Inferno’s high points show there’s ample talent in UCLU Runaground, a company that cannot be said to lack ambition.
Dante, poet-hero, is brought through nether regions at the behest of Beatrice, goddess of divine love. Fellow poet Virgil accompanies him, acting as metaphysical docent to Dante’s bewildered tourist. They go deep down into the earth, flying through each circle of Hell to reach the goddess (and sidestepping the encounter with Satan in the original poem). Why? Well, it’s harder to understand without the context of the Comedy’s Purgatory and Paradise, so just accept that Dante is going to learn about God and humanity. He’s going to see sin incarnate, and here lies Inferno’s golden ticket: the mutilated symbols of sin are UCLU Runaground’s cast, people who can move and fuse into all manner of beast and bacchanal.

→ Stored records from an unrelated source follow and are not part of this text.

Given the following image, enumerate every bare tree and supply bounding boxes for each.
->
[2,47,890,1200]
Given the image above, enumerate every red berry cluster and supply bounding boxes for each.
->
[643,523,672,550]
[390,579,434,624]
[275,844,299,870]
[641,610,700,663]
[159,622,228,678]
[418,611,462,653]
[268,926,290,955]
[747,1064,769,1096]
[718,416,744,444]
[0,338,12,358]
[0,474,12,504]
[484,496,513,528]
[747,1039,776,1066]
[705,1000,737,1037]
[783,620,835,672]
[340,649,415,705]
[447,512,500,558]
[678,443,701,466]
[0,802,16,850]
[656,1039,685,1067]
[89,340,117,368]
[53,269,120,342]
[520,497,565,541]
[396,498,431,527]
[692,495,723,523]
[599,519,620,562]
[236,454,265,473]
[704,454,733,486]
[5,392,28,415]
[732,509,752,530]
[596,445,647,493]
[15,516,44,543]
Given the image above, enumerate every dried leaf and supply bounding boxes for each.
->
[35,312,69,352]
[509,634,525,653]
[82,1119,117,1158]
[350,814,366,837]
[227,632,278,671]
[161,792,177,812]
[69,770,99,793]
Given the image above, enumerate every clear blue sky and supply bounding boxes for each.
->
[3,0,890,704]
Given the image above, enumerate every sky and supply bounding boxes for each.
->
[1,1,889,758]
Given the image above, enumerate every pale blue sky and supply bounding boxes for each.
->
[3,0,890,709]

Hell’s guard dog, Cerberus, is three twisted bodies lying worm-like onstage, and here is the dilemma: only some of the physical theatre is worth it, but when it hits it’s a great boon to an otherwise lagging production. Centaurs are towering, fleshy bulks whose chunky bases sport supple human tops; Furies synchronise action through the uncanniness of UV-paint and darkness. It’s these moments that prove UCLU Runaground’s burgeoning professionalism. But they are rarer than they should be. Choreography commonly disappoints with loose routines that overrun their welcome. There's little tautness or dynamism onstage, to the extent that lengthier sequences come across as padding. Without substance, there’s a stoop into campiness; the actor playing Plutus and Malacoda suffers the brunt of this. Camp could work, but it muddles the rather dour aura that Virgil and Dante give off. All in all, the piece needs speeding up. Jack Tivey’s Dante moves towards melodrama when given the chance to pause longer than necessary. The opening drags too. Chucking the gristle would allow more time for the hero to work in his perspective; as it were, he’s a bit of an everyday audience to such a chilling event.
Inferno has the potential to be a great dramatisation. Directors Polly Creed and Roberto Valdo Cortese’s vision is coruscating, but it’s not executed to the degree it demands. Overstuffed tech and overlong movement deserve the cut in favour of leaner dialogue and narrative. However, Inferno’s high points show there’s ample talent in UCLU Runaground, a company that cannot be said to lack ambition.